Servers tend to run slower when things aren't yet cached.  If it still runs slower later on, then your complaint will be a valid one.


----------



## Foxhound3857 (Feb 13, 2012)

Blux said:


> But those are the best ones!



I take my anger out on Majini in Resident Evil 5 (or Louis in Left 4 Dead).


----------



## coyoteOdin (Feb 13, 2012)

ArielMT said:


> I don't understand why anyone thinks getting angry would make restoration happen faster.  In fact, every time I've seen anger influence an outage, planned or otherwise, it's been to disastrous ends, making things take even longer than before.
> 
> Zen.  Learn some.


 Personally,  I am angry  not so much due to the fact that the site did not work, but because of the fact that it did not work just when I was waiting for Gift (if the site is working - I have this Gift yesterday evening would have got, and now I I do not know - as I am still waiting for this Gift.


----------



## Devious Bane (Feb 13, 2012)

coyoteOdin said:


> Personally,  I am angry  not so much due to the fact that the site did not work, but because of the fact that it did not work just when I was waiting for Gift (if the site is working - I have this Gift yesterday evening would have got, and now I I do not know - as I am still waiting for this Gift.



That's something you need to settle with the gift giver. There are alternate ways to receive any sort of gift you can get by simply having access to FA.


----------



## coyoteOdin (Feb 13, 2012)

ArielMT said:


> Servers tend to run slower when things aren't yet cached.  If it still runs slower later on, then your complaint will be a valid one.


 thank you for  what was told  the reason why he is so slow. Hopefully soon he will be working at a normal rate

  once again thank  you!


----------



## ArielMT (Feb 13, 2012)

coyoteOdin said:


> thank you for  what was told  the reason why he is so slow. Hopefully soon he will be working at a normal rate
> 
> once again thank  you!



You're welcome?  I'm just a mod, not an admin, and certainly not a server admin here.


----------



## Devious Bane (Feb 13, 2012)

Thank you for doing their job for them.


----------



## coyoteOdin (Feb 13, 2012)

ArielMT said:


> You're welcome?  I'm just a mod, not an admin, and certainly not a server admin here.


 I just  wanted to say thank you for what you told me to my question. After all, I just can say thank you?


----------



## DKitty (Feb 13, 2012)

Devious Bane, ilu. Your "In 7 years" comment made me LOL epically.


----------



## coyoteOdin (Feb 13, 2012)

????

[h=1]Fur Affinity[/h] [h=2]Error 503[/h] 
*                          Please wait a few minutes and try your request again.              
*​          The server is currently having difficulty responding to all requests.  	
​


----------



## Nanakisan (Feb 13, 2012)

*face desk* cripes I'm almost entering my 6th year as a user on FA and all honesty, watching people complain about it being down just makes me laugh. Dunno why? Must be my background of being a lead admin for 8 years to a sci-fi RP community. Besides the point. People complaining like most furs tend to do doesn't help the staff one bit. It makes them pressured and uneasy with their work. Plus knowing there is some 100,000 so furs ready to raid their house and punish them for taking their porn away.

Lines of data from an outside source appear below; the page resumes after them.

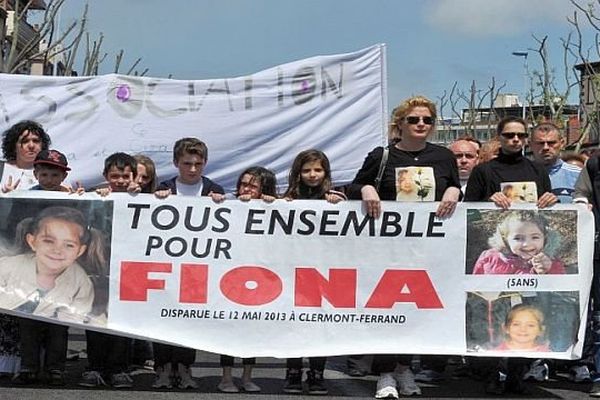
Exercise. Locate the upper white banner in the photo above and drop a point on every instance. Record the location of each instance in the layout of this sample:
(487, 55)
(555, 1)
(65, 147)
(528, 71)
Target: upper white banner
(335, 103)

I actually expected the downtime to be around 24hrs as that is the norm when it comes to the Database. Sooo sit back and relaaaaax the site is back. Enjoy your porn!


----------



## Stratelier (Feb 13, 2012)

yak said:
			
		

> Still here, still importing.
> messagecenter_submissions.ibd, 38452M, will you import already.


People will you PLEASE NUKE THOSE DAMN NOTIFICATIONS ALREADY.

Sheeeeeeesh. :roll:


----------



## NerdyMunk (Feb 13, 2012)

>>
Hey look, guys! I found homework/chore/job to do to pass this time! Or better, you have others sites such as e621 and fchan. I find it quite amusing 1523 (an guestimate) guests online here on the forums. There's other places to fap (or upload), guys.


----------



## Nanakisan (Feb 13, 2012)

Thus the reason i laugh at them. Hell i was playing Minecraft with some other furs while it was down. XD


----------



## Devious Bane (Feb 13, 2012)

I was too busy not giving a damn and next thing I know it's back up.
And then I stopped giving a damn.


----------



## zachhart12 (Feb 13, 2012)

Stratadrake said:


> People will you PLEASE NUKE THOSE DAMN NOTIFICATIONS ALREADY.
> 
> Sheeeeeeesh. :roll:



???


----------



## Stratelier (Feb 13, 2012)

If you don't remove your new submission notices then they'll continue to linger around and clog up the system.  Wanna bet that's why its corresponding database table (messagecenter_submissions.ibd, as yak notes) takes up over *38 gigabytes* on disk and requires several whole hours just to backup/restore?


----------



## zachhart12 (Feb 13, 2012)

Stratadrake said:


> If you don't remove your new submission notices then they'll continue to linger around and clog up the system.  Wanna bet that's why its corresponding database table (messagecenter_submissions.ibd, as yak notes) takes up over *38 gigabytes* on disk and requires several whole hours just to backup/restore?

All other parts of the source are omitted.